O objetivo básico da política tecnológica industrial é o de aumentar o grau de autonomia nacional na área. Para isto é condição necessária o fortalecimento da capacidade de geração e absorção de tecnologia das empresas nacionais. A consecução desse objetivo trará, como conseqüência, a melhoria da qualidade e o aumento da produtividade, contribuindo para maior poder de competição das empresas nacionais face às empresas estrangeiras.

Neste sentido, em primeiro lugar, cabe dar continuidade à ação governamental que, através dos diversos agentes, possibilitou a criação e aperfeiçoamento, da infra-estrutura de apoio tecnológico.

Já se tem condições, em alguns ramos industriais, de suprir as necessidades nacionais e encurtar progressiva e firmemente hiato tecnológico que separa o País das nações mais desenvolvidas, apenas com a utilização dos recursos já existentes, ou expandidos, em áreas específicas.

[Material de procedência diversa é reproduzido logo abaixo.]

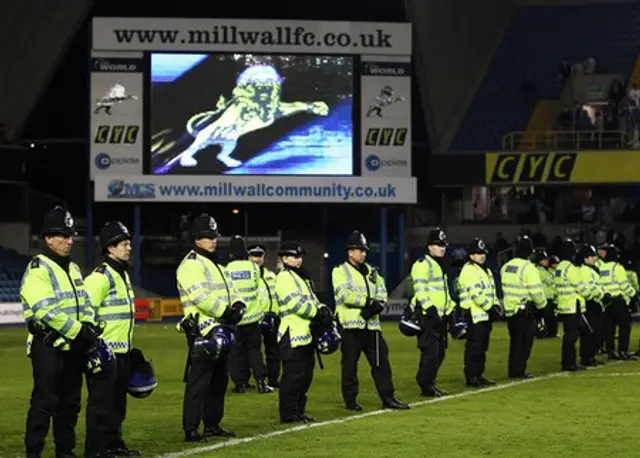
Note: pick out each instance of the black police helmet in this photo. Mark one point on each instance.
(356, 240)
(113, 233)
(477, 246)
(437, 237)
(204, 226)
(291, 249)
(58, 221)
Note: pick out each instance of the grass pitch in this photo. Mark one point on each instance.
(593, 413)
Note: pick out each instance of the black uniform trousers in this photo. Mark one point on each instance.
(522, 332)
(246, 354)
(593, 339)
(432, 343)
(375, 349)
(297, 374)
(551, 319)
(574, 329)
(57, 391)
(272, 356)
(617, 314)
(475, 349)
(205, 390)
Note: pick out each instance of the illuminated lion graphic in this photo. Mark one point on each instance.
(254, 104)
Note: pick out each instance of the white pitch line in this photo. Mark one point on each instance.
(281, 432)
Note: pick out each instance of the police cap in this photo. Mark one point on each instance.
(356, 240)
(58, 221)
(477, 246)
(437, 237)
(113, 233)
(204, 226)
(291, 249)
(256, 250)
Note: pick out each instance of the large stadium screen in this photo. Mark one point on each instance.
(250, 114)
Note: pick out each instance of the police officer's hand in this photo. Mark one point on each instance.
(232, 315)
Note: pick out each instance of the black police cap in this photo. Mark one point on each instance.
(204, 226)
(113, 233)
(58, 221)
(358, 241)
(291, 249)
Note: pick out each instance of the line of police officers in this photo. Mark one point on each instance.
(85, 326)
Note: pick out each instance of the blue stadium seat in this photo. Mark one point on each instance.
(536, 42)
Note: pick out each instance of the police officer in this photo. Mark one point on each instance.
(300, 310)
(111, 294)
(207, 292)
(431, 296)
(615, 282)
(595, 297)
(61, 327)
(246, 353)
(478, 297)
(572, 292)
(270, 308)
(360, 295)
(523, 299)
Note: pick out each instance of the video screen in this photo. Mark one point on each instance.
(248, 114)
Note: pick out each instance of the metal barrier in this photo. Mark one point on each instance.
(565, 140)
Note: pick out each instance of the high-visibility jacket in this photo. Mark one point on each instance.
(614, 280)
(520, 284)
(571, 289)
(591, 278)
(206, 290)
(245, 276)
(298, 305)
(477, 291)
(268, 292)
(112, 298)
(55, 299)
(548, 284)
(352, 288)
(430, 286)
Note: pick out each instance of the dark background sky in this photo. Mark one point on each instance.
(62, 169)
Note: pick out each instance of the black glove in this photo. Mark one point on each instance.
(324, 317)
(232, 315)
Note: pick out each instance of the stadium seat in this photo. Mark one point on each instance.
(536, 42)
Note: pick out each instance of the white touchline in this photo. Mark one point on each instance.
(281, 432)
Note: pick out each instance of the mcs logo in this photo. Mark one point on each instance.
(119, 189)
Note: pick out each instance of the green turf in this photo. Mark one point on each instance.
(570, 415)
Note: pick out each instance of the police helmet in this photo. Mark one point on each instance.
(100, 361)
(437, 237)
(204, 226)
(113, 233)
(142, 380)
(58, 221)
(410, 323)
(328, 342)
(356, 240)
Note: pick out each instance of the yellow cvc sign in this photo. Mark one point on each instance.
(586, 167)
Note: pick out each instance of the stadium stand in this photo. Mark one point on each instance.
(525, 65)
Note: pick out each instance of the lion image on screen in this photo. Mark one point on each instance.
(255, 103)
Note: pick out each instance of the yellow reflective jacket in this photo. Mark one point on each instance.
(352, 288)
(571, 289)
(55, 298)
(298, 305)
(112, 298)
(430, 286)
(520, 284)
(205, 289)
(477, 291)
(245, 276)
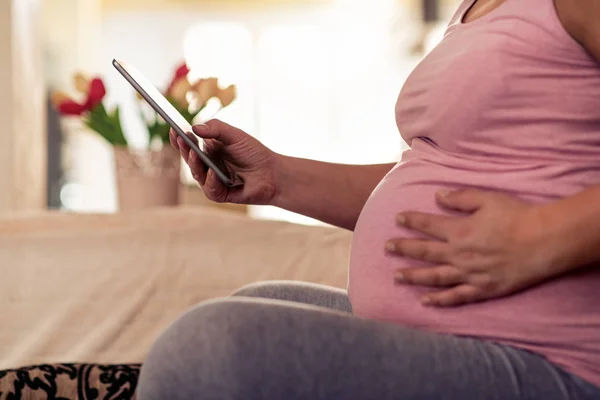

A escolha dos segmentos industriais prioritários, onde será dada ênfase à política tecnológica, deverá ser feita considerando sua contribuição para atendimento dos objetivos do III PND, seu potencial difusor de progresso técnico, sua importância para o desenvolvimento auto-sustentado e para a segurança nacional.

O estabelecimento, pelo III PND, das prioridades nacionais para a agricultura e a energia determinam necessidades tecnológicas específicas afetando os setores de bens de capital e de insumos básicos. Igualmente, a ênfase no desenvolvimento social requer também medidas de política tecnológica visando a baixar o custo, aumentar a qualidade de bens tipicamente consumidos pelas populações de baixa renda e ao uso de insumos disponíveis.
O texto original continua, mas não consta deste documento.